After DCC announced its plans, several residents on Pine Bluff’s west side complained to the City Council, and City Attorney Althea Hadden-Scott filed a lawsuit against DCC and the state, alleging that the city “would suffer irreparable harm if DCC is permitted to use a portion of the facility for a halfway/transitional house in that approximately 30 parolees will be concentrated, in close proximity, of the citizens of that area.”

Hadden-Scott said Thursday afternoon she would have to read the full opinion before she decided whether to ask the high court to reconsider its decision.

“I’m sure there are going to be a number of residents in that area who are going to be disappointed with the ruling,” she said, adding that a number of people on the west side of the city signed petitions opposing the DCC proposal.

The property where the halfway/transitional houses are located was originally annexed into the city limits of Pine Bluff in 1999, along with other prison property such as the Pine Bluff Unit, the Randall Williams Unit (formerly the Jefferson County Jail), and the now closed Diagnostic Unit, and was grandfathered in as a non-conforming use of the city’s zoning code, which classified the entire area as R-1 (Residential).

During a trial on the lawsuit last May, Pine Bluff zoning official Lakisha Hill said the property used by DCC and the Department of Corrections was “legal non-conforming use” under the city zoning code, and when DCC changed the use of the duplexes, it “changed the legal, non-conforming use of the property.”

Assistant Attorney General Scott Richardson, who represented DCC and the state, argued that the state was immune from being sued on the issue, and that the department had been given the authority to use the property as it saw fit by the Legislature.

Wyatt’s ruling was based on a state statute that requires the board of corrections to set minimum standards for halfway/transitional housing facilities, including compliance with any local zoning ordinance.

The state and DCC contended that the statute did not mean that “municipal corporations are vested with veto power over the board and DCC,” Hannah said in the ruling.

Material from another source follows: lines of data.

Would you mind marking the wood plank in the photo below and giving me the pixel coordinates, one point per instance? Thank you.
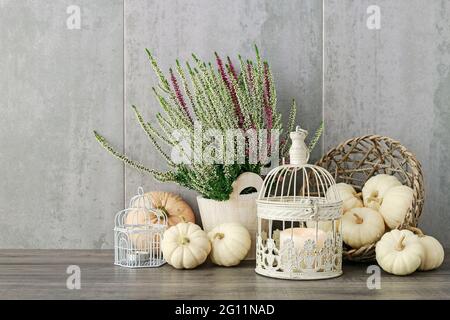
(41, 274)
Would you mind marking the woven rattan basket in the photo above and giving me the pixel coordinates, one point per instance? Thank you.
(356, 160)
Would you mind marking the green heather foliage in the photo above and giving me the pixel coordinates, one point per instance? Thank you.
(219, 96)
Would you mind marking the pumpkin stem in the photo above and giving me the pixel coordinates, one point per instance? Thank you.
(417, 231)
(219, 235)
(400, 246)
(358, 218)
(184, 240)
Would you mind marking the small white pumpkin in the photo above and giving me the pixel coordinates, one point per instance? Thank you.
(361, 226)
(376, 187)
(230, 244)
(185, 245)
(399, 252)
(433, 251)
(396, 203)
(348, 196)
(137, 219)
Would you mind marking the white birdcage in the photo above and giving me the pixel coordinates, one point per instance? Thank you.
(299, 211)
(138, 233)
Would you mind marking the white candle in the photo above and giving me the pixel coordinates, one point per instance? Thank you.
(301, 235)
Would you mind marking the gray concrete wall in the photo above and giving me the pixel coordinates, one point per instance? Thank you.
(289, 35)
(394, 81)
(59, 189)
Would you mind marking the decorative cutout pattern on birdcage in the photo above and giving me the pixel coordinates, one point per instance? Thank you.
(138, 233)
(299, 211)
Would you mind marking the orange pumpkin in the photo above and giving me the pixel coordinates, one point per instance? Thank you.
(176, 209)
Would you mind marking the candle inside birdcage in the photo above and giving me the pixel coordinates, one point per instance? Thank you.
(299, 211)
(138, 234)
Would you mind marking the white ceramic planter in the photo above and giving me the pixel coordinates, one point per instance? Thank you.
(239, 208)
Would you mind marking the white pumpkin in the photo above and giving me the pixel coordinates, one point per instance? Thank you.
(376, 187)
(399, 252)
(348, 195)
(185, 245)
(396, 203)
(361, 226)
(230, 244)
(433, 251)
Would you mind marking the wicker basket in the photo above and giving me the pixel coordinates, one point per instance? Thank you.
(356, 160)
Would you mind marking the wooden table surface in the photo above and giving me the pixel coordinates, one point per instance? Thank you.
(41, 274)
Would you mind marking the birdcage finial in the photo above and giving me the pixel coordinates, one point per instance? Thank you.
(299, 152)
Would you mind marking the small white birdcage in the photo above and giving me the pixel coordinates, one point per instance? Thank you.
(138, 233)
(299, 211)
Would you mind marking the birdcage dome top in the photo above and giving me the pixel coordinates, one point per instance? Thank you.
(299, 191)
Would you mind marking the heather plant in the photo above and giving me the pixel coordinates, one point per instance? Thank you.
(219, 96)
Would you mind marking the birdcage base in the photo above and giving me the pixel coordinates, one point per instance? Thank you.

“The purpose of the statute is not, as the City asserts, to give the City the power to enforce its zoning regulations. Rather, the purpose of the statute is to set out the authority, and obligations of the board. In other words, the Legislature specifically provided (in the statute) that the entity responsible for the enforcement of compliance with a municipality’s zoning ordinance is not the municipality, but DCC, a state agency, “Hannah said in the opinion.

In her dissent, Baker said the intent of the Legislature when the statute was adopted was “to provide regulations to protect the individuals in the programs and to protect the neighborhoods and communities in which the programs are located.”

The law says the board rules require that when the board adopts rule for halfway-transitional housing, those rules have to include “compliance with any local health and safety codes, including housing codes, fire codes, plumbing codes, and electrical codes, set by the jurisdiction or jurisdictions in which the transitional housing facility is located.”

The law also requires complying with any local zoning ordinances, and compliance with any state and federal health and safety codes.